I need two surgeries.  My right rotator cuff is pretty much shot.  I got a copy of the x-rays to send to Ochsner, and even I could tell the difference between my shoulders.  I think I’m going to ask for an orthopedic consult at Ochsner, with the hopes that I can get both surgeries done at the same time and only have to recover once.  That might be too much to hope for though.

As I suspected, I ruptured my diaphragm for the third time.  I’m fairly certain I know when I did it too…I told Justin at the time that I thought I had, and started having the breathing difficulties not too long after.  I even get out of breath when I’m talking.  She said about a third of my lung space was compromised.  Looking at the x-rays, to me it looks like an organ, not my intestines up in there…in the past, when it was my intestines, there was a lumpy appearance on the x-ray.  This is a roundish shape, no lumps in the outline.  Considering where its at, I almost think its my liver, but I obviously don’t read x-rays for a living so until a doctor tells me what it is, there’s no way for me to know.  Its pretty weird looking at it though.

We have no word on whether the cancer is back or not…I won’t know that until I see Dr. C on the 26th.  They just won’t tell me over the phone what’s wrong…they won’t even tell me what they SUSPECT, so that of course has me freaking out a little.  However, I’m really hoping that this hernia issue is what has them worried.  Hernias, I’ve done.  Heck, cancer I’ve done…but a hernia is so much better than cancer lol.

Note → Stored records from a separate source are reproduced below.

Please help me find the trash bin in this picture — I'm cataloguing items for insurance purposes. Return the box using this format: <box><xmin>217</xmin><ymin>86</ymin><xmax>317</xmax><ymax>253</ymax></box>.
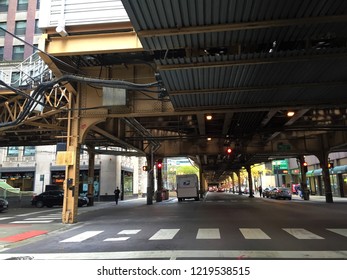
<box><xmin>302</xmin><ymin>189</ymin><xmax>310</xmax><ymax>200</ymax></box>
<box><xmin>161</xmin><ymin>189</ymin><xmax>169</xmax><ymax>200</ymax></box>
<box><xmin>87</xmin><ymin>193</ymin><xmax>94</xmax><ymax>206</ymax></box>
<box><xmin>155</xmin><ymin>191</ymin><xmax>163</xmax><ymax>202</ymax></box>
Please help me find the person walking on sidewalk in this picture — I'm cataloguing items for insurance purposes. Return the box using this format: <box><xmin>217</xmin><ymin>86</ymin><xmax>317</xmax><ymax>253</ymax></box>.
<box><xmin>114</xmin><ymin>187</ymin><xmax>120</xmax><ymax>204</ymax></box>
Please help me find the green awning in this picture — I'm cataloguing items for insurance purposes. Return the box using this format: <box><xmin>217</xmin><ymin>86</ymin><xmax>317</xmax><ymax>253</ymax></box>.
<box><xmin>0</xmin><ymin>181</ymin><xmax>20</xmax><ymax>193</ymax></box>
<box><xmin>332</xmin><ymin>165</ymin><xmax>347</xmax><ymax>174</ymax></box>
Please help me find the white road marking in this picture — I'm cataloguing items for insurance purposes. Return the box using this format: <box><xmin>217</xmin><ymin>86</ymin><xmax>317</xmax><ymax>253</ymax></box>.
<box><xmin>24</xmin><ymin>216</ymin><xmax>61</xmax><ymax>221</ymax></box>
<box><xmin>10</xmin><ymin>220</ymin><xmax>53</xmax><ymax>224</ymax></box>
<box><xmin>327</xmin><ymin>228</ymin><xmax>347</xmax><ymax>237</ymax></box>
<box><xmin>283</xmin><ymin>228</ymin><xmax>324</xmax><ymax>239</ymax></box>
<box><xmin>118</xmin><ymin>229</ymin><xmax>141</xmax><ymax>234</ymax></box>
<box><xmin>60</xmin><ymin>230</ymin><xmax>103</xmax><ymax>242</ymax></box>
<box><xmin>240</xmin><ymin>228</ymin><xmax>271</xmax><ymax>239</ymax></box>
<box><xmin>0</xmin><ymin>250</ymin><xmax>347</xmax><ymax>260</ymax></box>
<box><xmin>196</xmin><ymin>228</ymin><xmax>220</xmax><ymax>239</ymax></box>
<box><xmin>104</xmin><ymin>236</ymin><xmax>130</xmax><ymax>241</ymax></box>
<box><xmin>149</xmin><ymin>228</ymin><xmax>180</xmax><ymax>240</ymax></box>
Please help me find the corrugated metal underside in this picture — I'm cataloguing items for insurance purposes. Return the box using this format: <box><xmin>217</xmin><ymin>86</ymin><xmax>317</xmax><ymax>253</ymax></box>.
<box><xmin>157</xmin><ymin>50</ymin><xmax>347</xmax><ymax>109</ymax></box>
<box><xmin>123</xmin><ymin>0</ymin><xmax>347</xmax><ymax>110</ymax></box>
<box><xmin>123</xmin><ymin>0</ymin><xmax>347</xmax><ymax>50</ymax></box>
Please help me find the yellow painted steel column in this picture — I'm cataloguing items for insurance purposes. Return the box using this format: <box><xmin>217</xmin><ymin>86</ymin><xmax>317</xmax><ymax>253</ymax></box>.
<box><xmin>62</xmin><ymin>93</ymin><xmax>80</xmax><ymax>224</ymax></box>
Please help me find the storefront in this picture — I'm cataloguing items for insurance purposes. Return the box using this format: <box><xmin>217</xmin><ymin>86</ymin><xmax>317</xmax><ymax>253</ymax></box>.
<box><xmin>306</xmin><ymin>165</ymin><xmax>347</xmax><ymax>197</ymax></box>
<box><xmin>51</xmin><ymin>166</ymin><xmax>100</xmax><ymax>197</ymax></box>
<box><xmin>0</xmin><ymin>167</ymin><xmax>35</xmax><ymax>191</ymax></box>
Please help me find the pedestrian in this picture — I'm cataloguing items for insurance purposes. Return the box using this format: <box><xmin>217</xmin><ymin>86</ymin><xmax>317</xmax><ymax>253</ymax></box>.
<box><xmin>114</xmin><ymin>187</ymin><xmax>120</xmax><ymax>204</ymax></box>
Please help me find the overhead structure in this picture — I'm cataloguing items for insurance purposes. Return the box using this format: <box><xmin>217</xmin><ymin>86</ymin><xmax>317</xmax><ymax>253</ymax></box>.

On a side note, the little boy I’ve been following on facebook, Lane Goodwin, lost his battle with a rare childhood cancer a couple nights ago.  He was only 13 years old.  I can’t even imagine.  It was hard enough losing Ruby and I never got to know her…but to lose one of my children, whom I’ve loved, nurtured, laughed with, cried with…oh man.  Please keep his family in your prayers…he had a younger brother and I believe he’s taking it very hard.  Google Lane…you’ll see what an amazing kid he was…even as he knew he was dying, he was always smiling, and wanted to make a difference for other kids with cancer.  His facebook page just took off, with celebrities and people from around the world supporting him.  He got the word out and touched so many lives.  I hugged my kids extra close since he passed.

Tonight is Senior Night…Jared will be recognized on the field tonight as a senior and a member of the band…Justin and I will be on the field to present his trombone to him.  He’ll be recognized again during the soccer season, but this is the big night where the most fans will be in the stands.  I’m so proud of him…he’s grown into such a handsome young man, with a good work ethic (he’s worked at McDonald’s for over two years now).  He makes good grades and is well-liked by his teachers.  He’s compassionate and patient with younger children, especially those with disabilities.  Sure, he has some issues like most teenagers, but overall he’s a great kid and I’m proud of him.  Its hard to believe this is his last year in school.  After this year, he’ll go off to college, wherever that may be, and my role will change a bit.  I’m praying I’m able to make the transition gracefully.  Katie will be a senior next year…oh man how time flies.

And, tomorrow is Rebekah’s tenth birthday.  Was it really ten years ago that she came into our lives?  She’s almost as tall as I am…smart, witty, full of life.  Her Asperger’s, ADHD and anxiety have presented some challenges for her and for us, but she’s always so optimistic…she’s a real joy to parent and I can’t imagine our lives without her.  She wants a Halloween-themed birthday party, so we sent out invitations and we’re having it at the park Saturday afternoon.  My fear is that none of her classmates will come…last year was the first time anyone but family came to her party, and it was just one little girl, but it thrilled her so much.  This party, she’s so excited about…she’s bouncing off the walls and talking about how much fun everyone will have, and my heart is breaking because I don’t want her to be disappointed again.  We don’t have the money to really make it special for her…so we’re just going to make the best of it and make sure she knows how very much we love her.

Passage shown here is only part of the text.